Drivers years ago just drove the car in relative peace and pitted for tires and fuel. Now they have people in their ears telling them what to do and how to do it, based on what the data is telling them. That doesn't take away the importance of a good driver, because what separates a good driver from a great one now is one that is smart enough to decipher the data and communicate with the crew to decide what is best, but in the end, how many drivers make the final decision? Very few. Racing has always been a team sport, but the "team" concept and the involvement beyond the driver is just a lot greater now than it was once before.
No one runs away with races any more, in fact, a 5-second win is considered a "boring" finish. With the tight competition, it's like a pitching matchup between Roy Halladay and Tim Lincecum. Nine times out of 10, the game isn't going to be won against one of those guys, both teams are going to try and keep the score tied or make it a one-run game until one team exploits the other's bullpen in the final two innings. Same concept, the shorter you can make a race, the better you can win by taking advantage of your strengths or others' mistakes.

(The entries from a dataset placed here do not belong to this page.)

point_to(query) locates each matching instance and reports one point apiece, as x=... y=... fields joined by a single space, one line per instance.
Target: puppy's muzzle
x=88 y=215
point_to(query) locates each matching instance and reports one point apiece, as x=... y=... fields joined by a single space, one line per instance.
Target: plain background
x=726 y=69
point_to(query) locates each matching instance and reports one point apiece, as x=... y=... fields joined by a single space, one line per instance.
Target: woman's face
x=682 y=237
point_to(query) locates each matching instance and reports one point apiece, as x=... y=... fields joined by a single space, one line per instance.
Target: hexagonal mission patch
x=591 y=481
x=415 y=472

But back to the "fuel as attrition" part". I'll be honest, when I put aside my negative feelings towards it, there is a sense of excitement. Watching the Cup race on Sunday there was a sense of tension as to whether Clint Bowyer was going to make it to the end of the race or run out of gas. The latter eventually happened and Stewart went on to win. Racing used to be a lot more like that in years past, as the unpredictable nature led to some excitement. It truly wasn't over until it was over.
And really, what is the difference between Bowyer running out of gas and having a mechanical issue? When I think objectively, I don't see one. So why does this whole thing bother us so much?